Slow Response on Clustered Server

  • We're having horrible performance issues on one of our database servers, a clustered server dedicated to our Wise/Lawson applications (though I can't see any reason to pin the blame on Lawson just yet). Basically, the users are complaining, justifiably, about very slow response times.

    Now, this is the same server I complained about in an earlier thread that won't allow large files to be copied to other servers on the network. (We still have that problem.) I suspect this problem is related.

    Here is what we observe:

    1. The paranoid DBA wanted first to test the culpability of the database engine, so I devised something simple that could be run outside the Lawson application in Query Analyzer. There is a table on one of the databases named EMPLOYEE, which has only about 29,000 rows in it. I ran 'SELECT * FROM EMPLOYEE'. This is not a difficult query under ordinary circumstances, but it takes about a minute and a half to run this query on the server.

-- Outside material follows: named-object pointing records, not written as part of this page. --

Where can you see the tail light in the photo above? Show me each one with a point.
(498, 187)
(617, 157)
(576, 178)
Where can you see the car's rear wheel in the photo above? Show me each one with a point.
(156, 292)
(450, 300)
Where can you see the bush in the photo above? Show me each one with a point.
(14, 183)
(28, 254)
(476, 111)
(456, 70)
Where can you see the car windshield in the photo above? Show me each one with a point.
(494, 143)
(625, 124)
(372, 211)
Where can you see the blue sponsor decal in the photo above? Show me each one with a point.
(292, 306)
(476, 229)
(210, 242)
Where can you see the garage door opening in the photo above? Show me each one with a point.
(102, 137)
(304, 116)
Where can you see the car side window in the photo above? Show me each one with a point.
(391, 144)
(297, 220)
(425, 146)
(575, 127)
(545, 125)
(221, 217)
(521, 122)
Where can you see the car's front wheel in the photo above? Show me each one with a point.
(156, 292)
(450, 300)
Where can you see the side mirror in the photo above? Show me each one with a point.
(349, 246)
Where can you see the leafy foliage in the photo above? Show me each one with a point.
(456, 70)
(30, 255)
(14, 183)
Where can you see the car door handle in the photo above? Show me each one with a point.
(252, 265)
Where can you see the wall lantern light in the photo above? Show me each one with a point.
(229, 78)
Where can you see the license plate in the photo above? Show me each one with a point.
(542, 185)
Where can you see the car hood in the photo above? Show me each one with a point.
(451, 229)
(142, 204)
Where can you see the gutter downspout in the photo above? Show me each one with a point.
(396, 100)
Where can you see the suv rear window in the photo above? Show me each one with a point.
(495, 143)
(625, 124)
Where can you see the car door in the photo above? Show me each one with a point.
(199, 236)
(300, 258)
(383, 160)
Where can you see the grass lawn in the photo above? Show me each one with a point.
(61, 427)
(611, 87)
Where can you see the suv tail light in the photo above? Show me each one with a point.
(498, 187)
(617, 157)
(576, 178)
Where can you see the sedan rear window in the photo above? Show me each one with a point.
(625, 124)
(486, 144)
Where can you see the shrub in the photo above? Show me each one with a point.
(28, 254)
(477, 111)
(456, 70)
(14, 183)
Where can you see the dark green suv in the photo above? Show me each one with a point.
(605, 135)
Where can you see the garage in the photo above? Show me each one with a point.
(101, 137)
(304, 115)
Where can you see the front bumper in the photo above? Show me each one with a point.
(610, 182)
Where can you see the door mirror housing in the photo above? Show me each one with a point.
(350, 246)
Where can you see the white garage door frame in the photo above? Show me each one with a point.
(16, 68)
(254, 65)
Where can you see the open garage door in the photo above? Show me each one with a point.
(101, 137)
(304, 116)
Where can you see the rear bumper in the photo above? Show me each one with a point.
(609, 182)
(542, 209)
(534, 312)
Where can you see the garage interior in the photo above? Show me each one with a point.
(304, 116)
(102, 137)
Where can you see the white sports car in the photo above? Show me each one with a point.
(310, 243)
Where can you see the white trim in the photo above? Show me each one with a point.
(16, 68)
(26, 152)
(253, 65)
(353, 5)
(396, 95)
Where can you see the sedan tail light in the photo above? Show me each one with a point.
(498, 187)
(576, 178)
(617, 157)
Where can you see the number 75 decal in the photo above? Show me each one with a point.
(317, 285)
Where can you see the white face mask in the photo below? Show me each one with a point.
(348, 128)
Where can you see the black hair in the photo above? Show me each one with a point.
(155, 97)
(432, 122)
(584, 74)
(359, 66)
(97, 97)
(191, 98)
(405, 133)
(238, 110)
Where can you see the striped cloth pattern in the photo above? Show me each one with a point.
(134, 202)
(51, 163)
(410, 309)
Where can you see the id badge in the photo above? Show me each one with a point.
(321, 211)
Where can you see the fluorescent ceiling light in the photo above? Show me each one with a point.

Ouch! That same query on a different server, same table structure and contents, takes one second.

    2. We observed that the performance degradation seems to be a function of the volume of data being queried, but — at least in text mode in Query Analyzer — that it isn't a linear degradation. (It runs faster in grid mode and the times increase more linearly. Does anyone know what the difference is in the text and grid mode connections, and why text is so much slower? I suspect it has something to do with more data in the form of spaces being sent.)

    3. Caching doesn't seem to be any help here. You can run SELECT * FROM EMPLOYEE on the same session over and over and over, but your results will always appear in a minute and a half.

    4. To play with some of the data, I created a temp EMPLOYEE table in (where else?) the tempdb database on the server, identical in column structure and number of rows to the production EMPLOYEE table. I used the following SQL statement:

    SELECT * INTO tempdb..EMPLOYEE FROM EMPLOYEE.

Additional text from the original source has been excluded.